当初は胸焼けというよりはハッカの飴をなめ続けているようなスースーした感触が食道を中心に胸に広がる感じ。日が経つごとに所謂焼け付くような感触も出始めた。5月初めに胃酸を抑えるプロトンポンプ阻害薬(ラベプラゾールナトリウム10mg)を1ケ月分処方してもらったが嘲笑うかのごとく全く効かない。薬を飲み始めて1週間くらいでこれは洒落にならないと思い外科治療も視野に入れて根治させようと考え始めた。
因みに逆流性食道炎という病気やこれを外科的に治療する方法があることは、自分が逆流性食道炎になる前からたまたま知っていた。確か海外の医療番組だったと思う。その当時は「まぁ確かに合理的だけど、そこまでして治すものなのか」程度で見ていた。それが今や自分がそうした治療を受けようと考えている。不思議なものである。
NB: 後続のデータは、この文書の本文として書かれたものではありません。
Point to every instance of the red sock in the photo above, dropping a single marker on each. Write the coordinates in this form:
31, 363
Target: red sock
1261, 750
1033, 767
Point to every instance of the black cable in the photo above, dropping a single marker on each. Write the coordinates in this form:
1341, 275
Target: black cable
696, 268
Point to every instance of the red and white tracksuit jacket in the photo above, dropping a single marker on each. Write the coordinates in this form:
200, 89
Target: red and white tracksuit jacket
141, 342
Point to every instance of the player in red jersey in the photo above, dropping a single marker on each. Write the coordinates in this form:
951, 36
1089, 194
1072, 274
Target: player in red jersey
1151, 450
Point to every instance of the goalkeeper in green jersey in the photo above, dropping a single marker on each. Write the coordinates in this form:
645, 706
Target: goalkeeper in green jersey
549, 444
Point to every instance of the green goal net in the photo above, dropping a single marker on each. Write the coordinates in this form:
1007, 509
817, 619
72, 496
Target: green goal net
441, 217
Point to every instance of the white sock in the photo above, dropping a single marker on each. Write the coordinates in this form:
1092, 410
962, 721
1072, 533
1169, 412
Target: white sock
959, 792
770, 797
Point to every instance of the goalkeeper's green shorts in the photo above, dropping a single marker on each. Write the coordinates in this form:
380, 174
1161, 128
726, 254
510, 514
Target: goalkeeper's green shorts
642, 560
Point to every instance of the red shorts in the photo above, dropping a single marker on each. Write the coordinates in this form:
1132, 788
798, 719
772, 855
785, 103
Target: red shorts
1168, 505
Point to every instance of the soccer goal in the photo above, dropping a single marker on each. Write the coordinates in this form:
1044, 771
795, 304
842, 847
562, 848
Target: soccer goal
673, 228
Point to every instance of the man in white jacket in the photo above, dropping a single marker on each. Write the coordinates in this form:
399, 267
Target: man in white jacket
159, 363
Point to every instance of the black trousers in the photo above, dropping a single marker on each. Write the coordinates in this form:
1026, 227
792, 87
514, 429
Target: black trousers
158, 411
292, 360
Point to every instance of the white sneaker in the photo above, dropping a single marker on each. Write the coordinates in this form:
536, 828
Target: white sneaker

問題は、この外科治療は欧米では普通に行われるのに対し日本では極めて実施例が少ないこと。例えばYoutubeで「逆流性食道炎」と検索すると出てくるのは内科的な説明(真面目なもの)か怪しげな接骨院ばかりなのだが、「Hiatal Hernia」だと多数の手術映像が出てくる、といった按配である。最終的には、治療例が多い病院、外科治療の適応判断、手術までの経過、治療のメリット・デメリット等が大体わかったものの、それなりに骨が折れる作業でもあったので、次項以降で極力リンクを貼りながら記していきます。